Subida al cielo (1952, Luis Buñuel) drips with all the hothouse eroticism its tropical climate and surrealist imagery can evoke. The Eve in this garden is Lilia Prado, as RAQUEL. And if you’ve ever heard one of those gender inequality discussions where someone suggests that what were to happen if genders were switched between two people or characters in question would be either unacceptable or acceptable—the opposite of the source the comparison was based on—you’ll have an idea of how Raquel can stand as ideal of a male unabashedly racking up a list of all the women he’s bedded. You know, like what it means to one who plays the field—a sportfuck.

     In other words think of it sounding something like: why is she perceived as a slut for making sexual advances to OLIVERIO and ELADIO but if a guy did it he’d be seen as virile, or at the very least free of condemnation. (Also it bothers me how in that early scene when Raquel is trying to get Oliverio’s attention and he flees from her the other men in the saloon cackle like a pack of hyenas.) But the magnificence of the plot of Subida al cielo is how well it playfully subverts genre conventions—so much so as to be to the point of feigning innocence.

     Raquel wants to get laid. When she wants. With whom she wants. Forget all that crap about Oliverio’s terminally ill mom having her kids chiseling away at their inheritance on her deathbed; that’s boring and inessential.

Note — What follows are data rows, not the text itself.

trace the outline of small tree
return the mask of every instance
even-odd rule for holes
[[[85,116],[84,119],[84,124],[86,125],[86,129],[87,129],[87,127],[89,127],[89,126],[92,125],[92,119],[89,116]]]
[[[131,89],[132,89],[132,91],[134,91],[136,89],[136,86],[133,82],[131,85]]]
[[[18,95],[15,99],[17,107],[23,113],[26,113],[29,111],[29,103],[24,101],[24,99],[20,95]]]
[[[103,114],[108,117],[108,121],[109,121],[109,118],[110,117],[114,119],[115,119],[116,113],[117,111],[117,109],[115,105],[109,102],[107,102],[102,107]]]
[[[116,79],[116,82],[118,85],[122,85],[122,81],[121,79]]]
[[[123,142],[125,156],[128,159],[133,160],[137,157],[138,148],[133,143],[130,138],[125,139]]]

Although it feels like in a way this movie has to concede to deceptively be about Oliverio. Even better. It’s like because he’s a guy who just got married and is trying to do what’s right by the estate of his mother he’s noble or something.



The twist ending is a stunner. In a way it’s such a subtle twist I’d never noticed it before. But, that scene where Oliverio has that vision of Raquel eating of the apple and she says “I got what I wanted,” it’s as if she ate the forbidden fruit of the garden but irl gets away clean. And as if that weren’t thrillingly mischievous enough, Oliverio doesn’t suffer any punishment either—aside from him feeling swindled of his faithfulness to his newlywed bride.

     Buñuel’s cinematic artistry is on full display, with say, starting with the intoxicating eroticism of Raquel hiking her wet skirt up as she exits the bus to wade in the shallow river and going for a dip in her swimsuit. And then foremost a whole giant chunk of the movie gives way to a full on surrealist dream sequence. What is essentially a sex fantasy Oli has about Raquel becomes charged with a moral gravitas as his desperate struggle against the will of his libido to submit to his faithful wife turns on him, revealing her face to now be that of Raquel as well. But visually, so much to appreciate. The tropical jungle in the bus! Eating his mother's knitting! What are those sheep doing there running around while Raquel and Oli are having sex? Oh, Don Luis. What a master.